Pitching a story seemed smarmy and full of wretched commerce, even for a business reporter who’d come up from the trades.
It was something I (and many other former journalists in the ‘90s), still clutching some high falutin’ self-image of life in the media, had to learn to get over.
Over and over again.
In the years since I worked at The Wall Street Journal and first navigated that transition from journalist to flack, the PR side became second nature.
I spent much of my career in “issues PR,” speaking for politicians, highlighting nonprofits that do well by doing good, touting meaningful medical breakthroughs, telling inspiring patient stories, and, yes, responding to truly horrible adverse events.
And eventually, I also happily hawked profit-making businesses and products.
Leaping from Journalism to PR
In short, I grew up.
The sales side of PR was a valuable part of the package, just like messaging, strategy, and tactics.
And, like traditional and social media tools, each represents a necessary facet of the job.
As my positions evolved into marketing communications, my work slid ever closer to the idea of the sell.
Or so I thought.
“PR is sales without the commission,” I would muse, and then grouse with increasing frequency.
Thankfully, publicists’ salaries rise and careers advance due to a broad scope of work well done and reputations enhanced, not merely due to the sum of media hits.
But as my kids went off to college and tuition invoices arrived, I convinced myself there ought to be a way to tap that sales vibe of PR, to drive up revenue at home.
In fact, I was spinning. I was just a sucker for the story. Convincing myself that PR, or any strategic communication, is the same as a sales job was my very own snow job.
Forging ahead with this idea, I joined an executive search firm. I quickly learned Job One for a recruiter is actually not finding and moving candidates. It’s landing clients and selling the service itself.
Professional search seemed to require attributes I’d put on a skills resume if I had one (hate those). Good communications, easy with people, great networker, super connected, quick grasp of subject matter.
The overlap to PR seemed so apparent. Friends hailed my choice. A natural! Perfect for you! Destined for success!
Sales Really Sucks
I was miserable. Calling old pals to talk business, not the business of ideas for the media, was hard. And calling strangers, much harder still.
With my employer anxious that I wasn’t racking up enough phone calls, I continued to email, figuring writing is what I do best.
Colleagues tried to help me. They primed me with techniques to get people on the phone, to land the meeting, and clinch the deal.

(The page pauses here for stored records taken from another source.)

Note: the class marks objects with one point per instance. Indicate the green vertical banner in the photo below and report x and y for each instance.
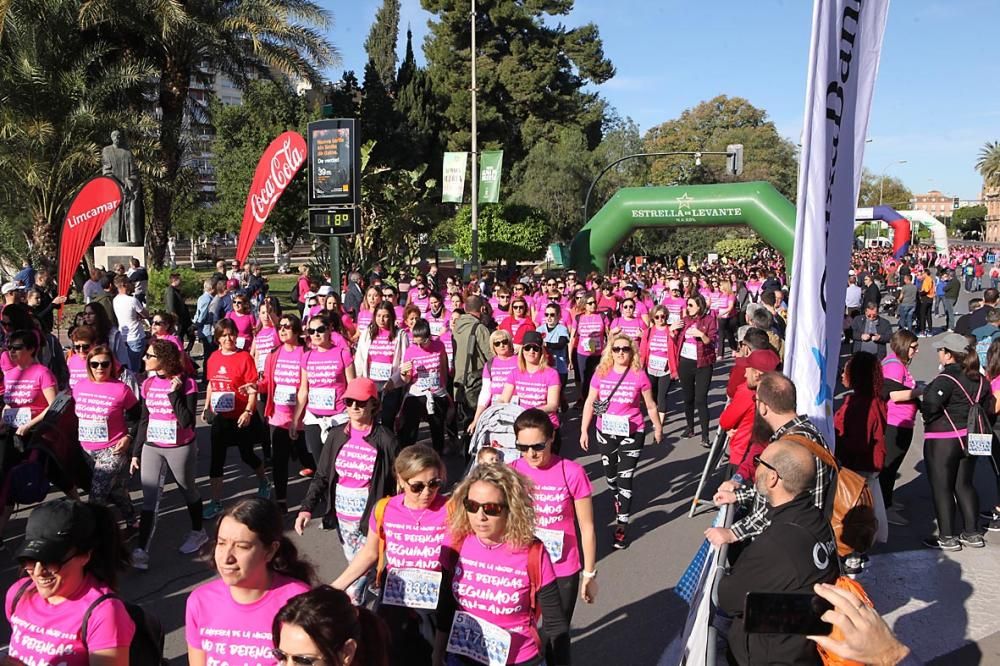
(490, 165)
(453, 181)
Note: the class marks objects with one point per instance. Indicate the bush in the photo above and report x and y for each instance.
(191, 285)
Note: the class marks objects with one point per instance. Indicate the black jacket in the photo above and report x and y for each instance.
(795, 552)
(942, 399)
(324, 483)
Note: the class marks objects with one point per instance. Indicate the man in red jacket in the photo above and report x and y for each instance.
(737, 417)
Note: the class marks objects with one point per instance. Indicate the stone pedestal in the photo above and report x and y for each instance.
(107, 256)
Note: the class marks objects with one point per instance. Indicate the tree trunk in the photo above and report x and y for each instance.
(174, 85)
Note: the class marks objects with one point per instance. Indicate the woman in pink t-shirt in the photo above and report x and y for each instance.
(71, 554)
(408, 530)
(621, 387)
(259, 571)
(561, 492)
(107, 416)
(496, 561)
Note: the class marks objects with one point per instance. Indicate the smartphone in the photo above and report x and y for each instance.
(786, 613)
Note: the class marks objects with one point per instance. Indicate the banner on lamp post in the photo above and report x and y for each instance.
(92, 207)
(490, 166)
(275, 170)
(843, 64)
(453, 188)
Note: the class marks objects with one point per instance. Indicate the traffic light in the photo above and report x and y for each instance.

“Don’t say what the meeting is for, just arrange it.”
“Show up at a prospect’s office early and say, ‘How do you like your coffee?'”
“Tell the receptionist the boss is your old high school friend.”

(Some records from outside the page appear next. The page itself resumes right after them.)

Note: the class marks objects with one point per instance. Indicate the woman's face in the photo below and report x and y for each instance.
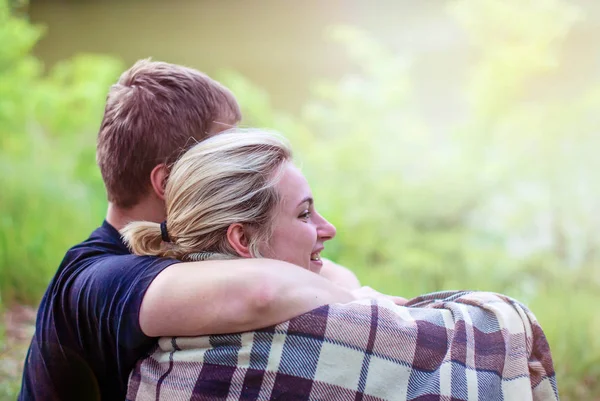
(299, 232)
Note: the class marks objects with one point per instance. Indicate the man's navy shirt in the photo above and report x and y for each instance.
(87, 336)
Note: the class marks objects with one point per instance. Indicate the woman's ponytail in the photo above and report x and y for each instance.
(144, 238)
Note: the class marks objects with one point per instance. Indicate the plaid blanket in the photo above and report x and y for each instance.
(441, 346)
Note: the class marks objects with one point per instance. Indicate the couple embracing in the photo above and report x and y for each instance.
(205, 281)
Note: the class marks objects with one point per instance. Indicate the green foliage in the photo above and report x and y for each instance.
(52, 193)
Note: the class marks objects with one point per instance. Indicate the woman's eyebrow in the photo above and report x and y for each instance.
(308, 199)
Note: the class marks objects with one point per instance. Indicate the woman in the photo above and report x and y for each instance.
(238, 194)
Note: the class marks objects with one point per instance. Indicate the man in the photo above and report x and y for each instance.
(104, 306)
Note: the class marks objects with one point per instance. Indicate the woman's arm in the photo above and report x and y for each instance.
(228, 296)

I felt like I was at one of those days long, rah-rah team-building meetings that Walmart or pharma companies are famous for doing.
As I hunkered down at my desk in Manhattan, I did learn to admire the talents of those who can (fairly) turn fast talk into easy money; they have a skill I lack.

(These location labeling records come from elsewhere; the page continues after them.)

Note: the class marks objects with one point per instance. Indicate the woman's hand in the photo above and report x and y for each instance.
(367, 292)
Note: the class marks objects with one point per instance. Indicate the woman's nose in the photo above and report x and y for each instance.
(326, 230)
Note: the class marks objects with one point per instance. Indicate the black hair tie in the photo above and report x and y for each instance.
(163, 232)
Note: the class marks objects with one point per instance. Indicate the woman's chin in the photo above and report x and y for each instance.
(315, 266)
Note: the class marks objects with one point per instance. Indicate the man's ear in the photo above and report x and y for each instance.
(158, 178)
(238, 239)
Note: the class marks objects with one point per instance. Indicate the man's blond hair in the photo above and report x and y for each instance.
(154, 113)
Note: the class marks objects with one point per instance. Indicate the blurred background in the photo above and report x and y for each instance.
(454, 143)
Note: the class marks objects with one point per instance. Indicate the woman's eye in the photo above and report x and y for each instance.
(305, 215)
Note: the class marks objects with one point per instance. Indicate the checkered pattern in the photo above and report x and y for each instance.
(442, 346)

But I also learned anew to appreciate the subtle sell of the media business and the art of the pitch.
That thing we sometimes even call “spin” doesn’t suck as much as sales.
Does Spin Always Suck?
Spin is often derided as a pejorative term. But most often it’s a way to tell the truth from a particular angle – your client’s angle. Your company’s angle. It’s an honest approach, or it should be. That’s how I have always played it with the media and the public. And it’s ultimately what “sells” good ideas.
It’s a nuanced turn. A pirouette, not a hard stepping jig. That feeling that someone likes your idea and, what’s more, that it reflects something a savvy audience – your target audience – would like to know, is for me ultimately part of the richness of effective PR.
There’s no question about it – publicists and sales people both must prioritize business goals. We strive for the success of a brand, a cause, an event, a candidate.
But what we do all day to achieve these objectives is a matter of taste in careers.
Thankfully, I now know that sometime professions that on the surface share common traits, are by no means truly just the same.